Direct Current (DC), is the result of the flow of electrons (negative charge) in a conductor (most of the time, wires of copper) that goes only in one direction. If we have a battery, the electric current will flow from the negative to the positive terminal (one direction). The load in this case is a light bulb.
The charge of an electron is very small. The unit of charge used is the Coulomb (much bigger than the charge of an electron).
1 Coulomb = charge of 6 280 000 000 000 000 000 electrons or in scientific notation: 6.28 x 1018 electrons.
To be consistent with our diagram and with the existing convention, the current flows from the positive terminal to the negative terminal. See Benjamin Franklin fluid theory of electricity.
The direct current (DC) can change its magnitude
but it can not change its direction with time.
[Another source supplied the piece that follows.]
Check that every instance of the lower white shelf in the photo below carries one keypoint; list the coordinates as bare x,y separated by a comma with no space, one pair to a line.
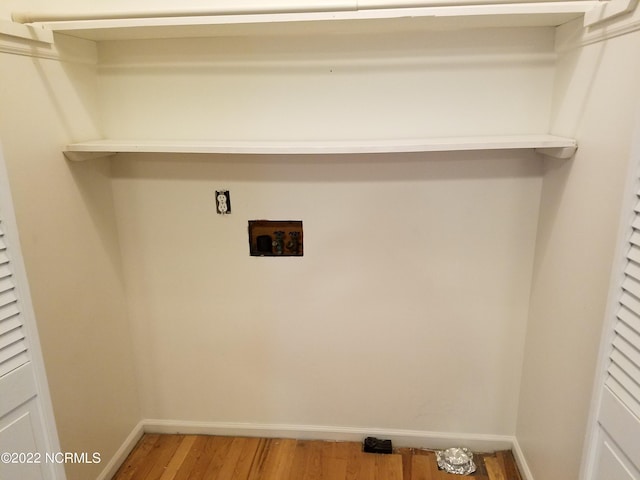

This seems to be the opposite of what we said before. What happens is that when an electron is passing throughout the conductor, leaves a hole (positive charge) that is occupied at the same time by another electron that leaves another hole and so forth, generating a series of holes that goes in the opposite direction of the electrons’s flow.
The electric current is the amount of charge that flow through the lamp in one second, then:
Electric current = Amount of charge (coulombs)/time(seconds) or I = Q/T. If the charge that goes through the lamp is 1 coulomb in a second, the current is 1 Ampere.
For example: If there is a charge of 14 coulombs passing throughout the light bulb in a second, then the current is: I = Q/T = 14 Coulombs/1 second = 14 amperes.
The electric current is measured in Amperes (A) but in electronic circuits, it is generally measured in miliAmperes (mA) or microAmperes (uA). See the following conversions.
- 1 milimpere (mA) = 0.001 Amperes (A).
- 1 microampere (uA) = 0.001 miliampere (mA).
- 1 microampere (uA) = 0.000001 Amperes (A).
- 1 ampere (A) = 1000 miliampere (mA).
- 1 ampere (A) = 1000 000 microAmpere (uA).
- 1 miliampere (mA) = 1000 microAmpere (uA).